Pope, however, has struggled to protect the local union she oversees from the shifting economy. Her Queens local has lost roughly $2.3 million in assets since 2001 and 14 percent of its members since 2004. The International Brotherhood of Teamsters, meanwhile, has seen its membership decline by only 5 percent since 2001.
Pope said Hoffa's top-heavy leadership is to blame for locals' inability to better organize themselves against international corporations.
Hoffa said he's used his clout to generate interest in the plight of the working class, appearing briefly in recent months at rallies in Missouri, New Hampshire and Wisconsin to encourage the faithful.

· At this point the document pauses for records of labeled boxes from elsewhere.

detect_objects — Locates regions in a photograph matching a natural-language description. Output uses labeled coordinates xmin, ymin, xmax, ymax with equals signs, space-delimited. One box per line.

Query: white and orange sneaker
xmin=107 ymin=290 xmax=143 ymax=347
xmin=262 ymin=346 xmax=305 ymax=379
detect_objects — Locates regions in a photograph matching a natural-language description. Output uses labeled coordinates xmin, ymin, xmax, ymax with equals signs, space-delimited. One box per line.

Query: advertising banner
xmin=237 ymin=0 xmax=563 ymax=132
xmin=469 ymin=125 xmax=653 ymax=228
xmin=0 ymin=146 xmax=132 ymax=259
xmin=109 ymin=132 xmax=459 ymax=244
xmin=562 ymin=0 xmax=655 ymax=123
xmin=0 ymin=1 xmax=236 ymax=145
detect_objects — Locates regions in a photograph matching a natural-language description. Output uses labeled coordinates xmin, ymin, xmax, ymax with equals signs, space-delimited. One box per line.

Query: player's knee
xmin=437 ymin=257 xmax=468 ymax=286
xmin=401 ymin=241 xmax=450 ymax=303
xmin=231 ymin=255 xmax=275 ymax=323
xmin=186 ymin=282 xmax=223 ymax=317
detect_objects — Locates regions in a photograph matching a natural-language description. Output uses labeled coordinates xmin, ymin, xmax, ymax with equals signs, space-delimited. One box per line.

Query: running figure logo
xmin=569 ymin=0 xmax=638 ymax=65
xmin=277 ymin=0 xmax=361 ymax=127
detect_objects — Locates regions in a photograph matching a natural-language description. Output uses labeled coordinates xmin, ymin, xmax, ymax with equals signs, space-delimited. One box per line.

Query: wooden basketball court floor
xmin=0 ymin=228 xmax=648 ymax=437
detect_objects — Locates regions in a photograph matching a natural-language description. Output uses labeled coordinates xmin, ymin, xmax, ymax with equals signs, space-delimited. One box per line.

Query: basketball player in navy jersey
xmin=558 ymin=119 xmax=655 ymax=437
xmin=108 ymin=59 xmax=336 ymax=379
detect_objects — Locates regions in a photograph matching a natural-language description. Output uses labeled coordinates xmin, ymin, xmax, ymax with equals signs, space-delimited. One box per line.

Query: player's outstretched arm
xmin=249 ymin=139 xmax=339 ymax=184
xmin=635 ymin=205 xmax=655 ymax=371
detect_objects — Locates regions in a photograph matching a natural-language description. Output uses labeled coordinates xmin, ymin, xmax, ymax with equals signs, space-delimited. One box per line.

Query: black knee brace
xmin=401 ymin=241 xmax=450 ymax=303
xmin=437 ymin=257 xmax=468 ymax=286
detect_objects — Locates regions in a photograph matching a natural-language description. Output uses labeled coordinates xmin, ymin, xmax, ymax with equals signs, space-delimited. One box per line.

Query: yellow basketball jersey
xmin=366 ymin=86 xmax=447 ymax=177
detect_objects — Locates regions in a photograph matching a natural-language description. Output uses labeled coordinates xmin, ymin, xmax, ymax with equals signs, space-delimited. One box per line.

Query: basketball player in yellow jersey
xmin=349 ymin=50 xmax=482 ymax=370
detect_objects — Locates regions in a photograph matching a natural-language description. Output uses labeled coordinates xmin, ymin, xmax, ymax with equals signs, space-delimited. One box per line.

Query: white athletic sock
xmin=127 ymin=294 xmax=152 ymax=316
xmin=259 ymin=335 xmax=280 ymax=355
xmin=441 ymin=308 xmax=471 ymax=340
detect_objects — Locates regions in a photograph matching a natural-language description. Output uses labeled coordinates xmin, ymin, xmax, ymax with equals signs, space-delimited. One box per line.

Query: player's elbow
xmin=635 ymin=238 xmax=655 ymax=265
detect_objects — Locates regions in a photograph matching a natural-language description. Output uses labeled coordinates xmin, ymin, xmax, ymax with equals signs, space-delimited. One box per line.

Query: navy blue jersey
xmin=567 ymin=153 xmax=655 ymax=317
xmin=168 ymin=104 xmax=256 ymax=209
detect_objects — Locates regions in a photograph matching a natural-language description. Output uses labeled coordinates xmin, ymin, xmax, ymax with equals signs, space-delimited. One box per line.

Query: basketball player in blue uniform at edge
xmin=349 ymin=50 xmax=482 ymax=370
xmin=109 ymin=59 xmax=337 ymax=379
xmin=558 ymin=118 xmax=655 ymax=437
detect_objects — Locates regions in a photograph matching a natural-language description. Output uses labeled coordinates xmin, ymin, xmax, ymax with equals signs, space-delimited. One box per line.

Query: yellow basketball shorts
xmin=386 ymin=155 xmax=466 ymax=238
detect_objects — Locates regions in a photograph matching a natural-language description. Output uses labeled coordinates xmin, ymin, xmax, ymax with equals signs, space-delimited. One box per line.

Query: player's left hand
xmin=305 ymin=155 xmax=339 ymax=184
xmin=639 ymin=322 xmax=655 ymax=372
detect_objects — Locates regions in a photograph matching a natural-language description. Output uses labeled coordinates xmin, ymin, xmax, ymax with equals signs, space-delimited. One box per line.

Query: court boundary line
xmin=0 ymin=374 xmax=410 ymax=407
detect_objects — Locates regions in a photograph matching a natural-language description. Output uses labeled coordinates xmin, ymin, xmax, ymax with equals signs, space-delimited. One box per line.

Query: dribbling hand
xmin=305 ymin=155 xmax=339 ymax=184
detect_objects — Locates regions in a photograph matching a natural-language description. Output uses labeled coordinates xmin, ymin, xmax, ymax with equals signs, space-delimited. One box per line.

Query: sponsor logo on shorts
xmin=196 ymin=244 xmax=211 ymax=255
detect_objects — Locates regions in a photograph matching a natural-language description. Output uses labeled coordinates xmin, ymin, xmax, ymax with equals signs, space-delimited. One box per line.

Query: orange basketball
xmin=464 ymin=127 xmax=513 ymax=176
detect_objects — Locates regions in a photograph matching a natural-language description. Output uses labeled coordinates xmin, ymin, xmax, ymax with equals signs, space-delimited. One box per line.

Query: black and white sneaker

"It becomes more important when I show up," he said of his ability to attract media coverage. "When I speak up, there are articles about fighting back."
He said publicly rebuking President Barack Obama or other Democratic leaders for not doing more to champion the rights of low-income workers would only benefit anti-union Republican candidates.
"They never do enough for us," he said of Democratic leaders. "What's the alternative? All these people are crazy, this tea party mentality to blame the workers."
Hoffa said aggressively negotiating new benefits is also unrealistic when workers fear unemployment and won't strike. His team has instead resigned itself to fending off further erosion and persuading members that public rallies are the best way to help their cause.
"I always say being in the union is like staying on a treadmill," Hoffa said. "To stay in the same place, you have to keep moving."